第30話 温泉、信治くらくらします

競技場から村の中を抜けて、村はずれに向かう道を雪と信治は歩いていた。

「雪さん、どこに行くのかな?トレーニング施設じゃないみたいだけど?」

信治は疑問を口にする。

それに対して、雪さんは優しく微笑んだ。

「ふふ、温泉があると言いましたよね?温泉に入って体を温めてからストレッチをするのが習わしなんだそうですよ。私も温泉い入るのは好きですからね。信治さんはお嫌いでしたか?」

「日本人だったから温泉は大好きだよ。でも変えの服装とか下着とか持っていないよ」

この時、信治は何も考えていなかった。

「温泉のある施設に着替えと水着とタオルが用意されています。いきなり召喚して試合を行うと言う方々も多いですからね。それに隣接してトレーニングルームと体育館がせっちされています。体育館でストレッチはするんです。温泉ではフルーツ牛乳とコーヒー牛乳が飲み放題になっています」

信治はふと疑問にも思った事を口にする。

「温泉なのに水着を着るのかな?」

「海外の文化から来られる方々には裸で入ると言うのも抵抗がありますし、それに恥ずかしいですからね」

女性同士でも恥ずかしいとかあるのかな?とか能天気に考えていた。

話しているうちに施設が近づいてくる。日本の古びた旅館みたいな建物だった。

「へぇ、趣があるね。いい感じだね」

「そう言ってもらえると、私もうれしいです。それに実は天然温泉なんですが、鉄やコンクリートを大量生産できなくて、木造やレンガ作りの建物が多いんです。この世界は近代サッカーをしますが、私たちの言う所の中世ヨーロッパくらいの文明レベルみたいですね」

雪さんは扉を開けて、信治に入る事を促した。

「さぁ、入りましょう。ちょっと恥ずかししですけど楽しんでくださいね」

建物の中に入ると番台があり、一人の女性が座っている。髪の毛が長く美しい栗色をしている。20代の中頃に見える。細身の女性だった。全体的にスラァとした女性だった。

女性が信治の事を観察していた。

信治はそれを少し恥ずかしく感じる。

信治が戸惑っていると、雪さんが番台に座る女性に声をかけた。

「アイリスさん、この方は信治さんと言います。信治さん用のタオルと水着と着替えを用意してくれますか?」

「もうできているよ、ちょうど在庫にあったからね」

「信治さん、アイリスさんからいろいろ受け取ってくださいね、私は着替えに行ってきます」

信治は番台に近づくと、アイリスに声をかける。

「信治と言います。よろしくお願いします」

「こちらこそよろしくお願いします、信治さん。これが服装一式です。温泉に入る時は水着を着用して、必ず腰にタオルを巻いてださいね、宗教とか文化とかいろいろ違う人々が集う世界ですからね。温泉楽しんでいってね」

思わせぶりに微笑むアイリスさんに疑問を感じながら、信治は言われた通りに、着替え温泉に向かう扉を開けた。

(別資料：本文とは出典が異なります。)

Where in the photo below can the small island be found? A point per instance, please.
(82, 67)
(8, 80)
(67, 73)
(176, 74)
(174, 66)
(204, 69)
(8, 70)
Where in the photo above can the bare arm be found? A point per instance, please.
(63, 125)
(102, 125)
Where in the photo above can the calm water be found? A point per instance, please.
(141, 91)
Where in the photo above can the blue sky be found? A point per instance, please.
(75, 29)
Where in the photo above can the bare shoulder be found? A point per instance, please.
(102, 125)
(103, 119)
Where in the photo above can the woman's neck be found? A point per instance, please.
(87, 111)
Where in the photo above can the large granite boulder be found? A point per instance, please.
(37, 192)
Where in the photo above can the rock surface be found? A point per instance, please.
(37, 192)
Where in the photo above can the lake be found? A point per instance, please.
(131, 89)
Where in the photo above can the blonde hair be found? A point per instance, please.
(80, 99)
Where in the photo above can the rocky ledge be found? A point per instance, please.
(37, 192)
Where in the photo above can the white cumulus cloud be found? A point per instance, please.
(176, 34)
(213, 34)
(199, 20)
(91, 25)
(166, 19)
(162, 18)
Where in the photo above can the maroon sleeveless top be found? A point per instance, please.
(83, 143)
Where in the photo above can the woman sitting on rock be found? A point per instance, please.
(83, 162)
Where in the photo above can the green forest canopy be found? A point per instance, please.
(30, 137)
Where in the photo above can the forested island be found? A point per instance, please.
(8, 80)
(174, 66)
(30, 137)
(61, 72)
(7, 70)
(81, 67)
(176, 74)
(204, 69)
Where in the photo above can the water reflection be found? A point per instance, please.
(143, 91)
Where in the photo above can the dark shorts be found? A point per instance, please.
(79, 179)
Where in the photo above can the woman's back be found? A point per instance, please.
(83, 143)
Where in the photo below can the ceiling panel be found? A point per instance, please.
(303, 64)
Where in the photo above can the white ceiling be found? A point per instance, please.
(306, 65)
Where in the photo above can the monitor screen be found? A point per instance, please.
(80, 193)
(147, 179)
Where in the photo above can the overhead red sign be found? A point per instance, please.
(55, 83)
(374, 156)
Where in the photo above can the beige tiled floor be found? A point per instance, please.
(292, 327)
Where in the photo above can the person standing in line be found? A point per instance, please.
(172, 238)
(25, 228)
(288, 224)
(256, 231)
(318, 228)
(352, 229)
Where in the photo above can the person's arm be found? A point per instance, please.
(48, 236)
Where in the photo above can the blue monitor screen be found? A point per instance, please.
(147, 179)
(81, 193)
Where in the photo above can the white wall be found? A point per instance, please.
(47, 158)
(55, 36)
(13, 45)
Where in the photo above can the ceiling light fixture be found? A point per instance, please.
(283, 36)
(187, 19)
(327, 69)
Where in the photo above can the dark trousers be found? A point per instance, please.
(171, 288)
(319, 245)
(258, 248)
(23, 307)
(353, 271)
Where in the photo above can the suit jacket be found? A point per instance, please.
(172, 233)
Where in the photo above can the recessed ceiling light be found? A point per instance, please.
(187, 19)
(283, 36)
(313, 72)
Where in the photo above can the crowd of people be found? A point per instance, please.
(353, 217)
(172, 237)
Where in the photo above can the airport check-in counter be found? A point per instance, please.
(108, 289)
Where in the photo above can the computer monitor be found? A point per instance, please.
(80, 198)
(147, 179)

広く開けた世界。中央に温泉があり、周りを板塀がかこっている。

突然、横から声がする。

「はろー、信治君」

横を見るとナターリアさんがいた。隠れていたようだった。

「ナターリアの体見たい?信治君なら良いよ」

そう言って体に巻いたバスタオルの胸元に右手の人差し指を入れる。

「みたい?」

信治は興奮して頭に血が集まり爆発しそうだった。

ばっと、オルの前が開かれる。

そこには薄緑をしたビキニが現れる。

サッカー選手らしく消えられた腹筋を持ちながら、どこまでも柔らかく大きな胸。

そして、鍛え上げつつも女性らしいウェストから繰り出される魅惑の腰つき。

信治は何も考えられずに、ひたすらナターリアの体を見ている。

「こらナターリア、あんたは前世のハニーにしか素肌を見せないのじゃ無かったのか?

この痴女」

信治は声のする方にると、環が桶を持って立っていた。

もちろんバスタオルを体に巻いている。

バスタオルの上からでも分かるスリムな体形だった。

アスリートの理想を体現した様な美しいボディラインをしている。

「信治君、カバー」

そう言うが早いか信治の背後に隠れるナターリア。

隠れるのとほぼ同時に冷たい水が信治にかけられるのだった。

信治は思った。不運な後には幸運が、幸運の後には不運が訪れるのだなと。